Association Rule Mining on the Extended Bakery dataset
Introduction
We used the Extended Bakery Dataset's 75,000 receipt data from apriori.zip which can be found at this website.
We also used the EB-build-goods.sql in order to convert the product ID to their names. The original file can be found here.
Objective
What is the domain and what are the potential benefits to be derived from association rule mining?
The domain of association rule mining is that it is a mining method that specialises in finding frequent patterns, associations, correlations or causal structures in the ExtendedBakery data set that is provided. With associative rule mining we can possible get to improve the inventory management, customer buying prediction and time related sales.
Association rules mining or what is sometimes referred to as 'Market Basket Analysis' is among the preeminent component used in data mining to find useful insights to a particular domain. It is a rule-based machine learning method designed to discover frequent co-occurring associations among a collection of items in transaction and even in relational databases. Normally, data produced in transactions are categorical(non-numeric) data which makes association rules mining a pertinent method because it handles these forms of data well when searching for interesting discoveries.
An association rule has two parts, an antecedent (if) and a consequent (then). An antecedent is an item found in the data. A consequent is an item that is found in combination with the antecedent. The strength of an association rule can be measured in terms of its support and confidence. Support is an indication of how frequently the items appear in the database. This is of interest due to the fact that if a rule is measured to be very low in support, it is likely to be uninteresting from a business perspective. For example, it may prove unprofitable to promote items that customers seldom buy together. Confidence, on the other hand indicates the number of times the if/then statements have been found to be true. It essentially measures the reliability of the inference made by a rule.

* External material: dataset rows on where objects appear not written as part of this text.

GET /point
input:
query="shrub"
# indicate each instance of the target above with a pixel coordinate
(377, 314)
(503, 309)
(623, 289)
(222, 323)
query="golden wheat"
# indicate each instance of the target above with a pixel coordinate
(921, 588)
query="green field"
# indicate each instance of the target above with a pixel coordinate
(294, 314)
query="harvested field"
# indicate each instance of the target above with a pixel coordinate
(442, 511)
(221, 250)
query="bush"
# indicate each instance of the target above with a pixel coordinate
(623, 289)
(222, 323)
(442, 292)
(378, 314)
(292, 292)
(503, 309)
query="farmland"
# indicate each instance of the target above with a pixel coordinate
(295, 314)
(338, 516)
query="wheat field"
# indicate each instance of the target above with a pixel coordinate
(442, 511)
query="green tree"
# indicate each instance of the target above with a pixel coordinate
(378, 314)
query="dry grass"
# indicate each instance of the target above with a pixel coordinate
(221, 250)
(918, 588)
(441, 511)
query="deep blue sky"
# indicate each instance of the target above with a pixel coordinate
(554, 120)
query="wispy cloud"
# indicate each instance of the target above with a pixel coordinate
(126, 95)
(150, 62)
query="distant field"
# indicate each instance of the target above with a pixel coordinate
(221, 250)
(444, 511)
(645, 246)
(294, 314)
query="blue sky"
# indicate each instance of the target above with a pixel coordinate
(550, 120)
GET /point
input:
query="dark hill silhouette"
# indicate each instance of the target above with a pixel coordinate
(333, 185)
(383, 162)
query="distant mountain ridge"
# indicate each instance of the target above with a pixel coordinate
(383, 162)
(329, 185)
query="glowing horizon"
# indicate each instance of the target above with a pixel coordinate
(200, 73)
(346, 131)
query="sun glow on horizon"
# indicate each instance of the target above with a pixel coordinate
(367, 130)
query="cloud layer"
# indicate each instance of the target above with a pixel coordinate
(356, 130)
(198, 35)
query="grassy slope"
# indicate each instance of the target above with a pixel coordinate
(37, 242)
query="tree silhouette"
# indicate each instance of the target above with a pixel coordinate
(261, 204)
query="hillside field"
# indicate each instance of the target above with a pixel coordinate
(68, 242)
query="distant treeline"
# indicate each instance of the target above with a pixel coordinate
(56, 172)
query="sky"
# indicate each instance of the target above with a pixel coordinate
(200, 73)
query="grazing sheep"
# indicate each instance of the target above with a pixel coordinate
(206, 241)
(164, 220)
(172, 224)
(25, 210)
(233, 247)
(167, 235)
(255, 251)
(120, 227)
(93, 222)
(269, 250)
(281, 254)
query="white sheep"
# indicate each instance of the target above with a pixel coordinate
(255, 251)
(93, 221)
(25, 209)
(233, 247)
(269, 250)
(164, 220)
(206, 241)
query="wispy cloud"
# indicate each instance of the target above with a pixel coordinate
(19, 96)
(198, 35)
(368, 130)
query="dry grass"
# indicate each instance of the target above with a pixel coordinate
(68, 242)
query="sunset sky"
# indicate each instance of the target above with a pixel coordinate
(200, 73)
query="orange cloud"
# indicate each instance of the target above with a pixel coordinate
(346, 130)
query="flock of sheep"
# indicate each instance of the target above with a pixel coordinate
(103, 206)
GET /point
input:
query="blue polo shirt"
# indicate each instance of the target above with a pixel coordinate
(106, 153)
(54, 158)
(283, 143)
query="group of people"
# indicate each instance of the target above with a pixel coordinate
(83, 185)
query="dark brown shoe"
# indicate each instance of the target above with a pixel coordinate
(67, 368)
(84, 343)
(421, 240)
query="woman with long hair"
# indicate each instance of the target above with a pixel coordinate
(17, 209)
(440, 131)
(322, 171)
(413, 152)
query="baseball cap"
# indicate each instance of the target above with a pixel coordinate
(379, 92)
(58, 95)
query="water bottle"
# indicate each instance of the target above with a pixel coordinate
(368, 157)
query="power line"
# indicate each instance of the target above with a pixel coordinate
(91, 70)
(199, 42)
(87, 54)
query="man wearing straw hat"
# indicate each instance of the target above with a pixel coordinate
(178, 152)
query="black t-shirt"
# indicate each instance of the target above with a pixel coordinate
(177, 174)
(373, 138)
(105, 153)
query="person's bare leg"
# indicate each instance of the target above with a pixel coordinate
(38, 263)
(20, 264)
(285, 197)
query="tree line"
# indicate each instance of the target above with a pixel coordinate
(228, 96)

The classic example of the Beer and Diapers association that is often mentioned in data mining books. The association suggests that a strong relationship exists between the sale of diapers and beer because many customers who buy diapers also buy beer. This can help retailers to learn about purchasing behavior of their customers. Such information can also be utilized to support a variety of business-related applications such as marketing promotions, inventory management, and customer relationship management.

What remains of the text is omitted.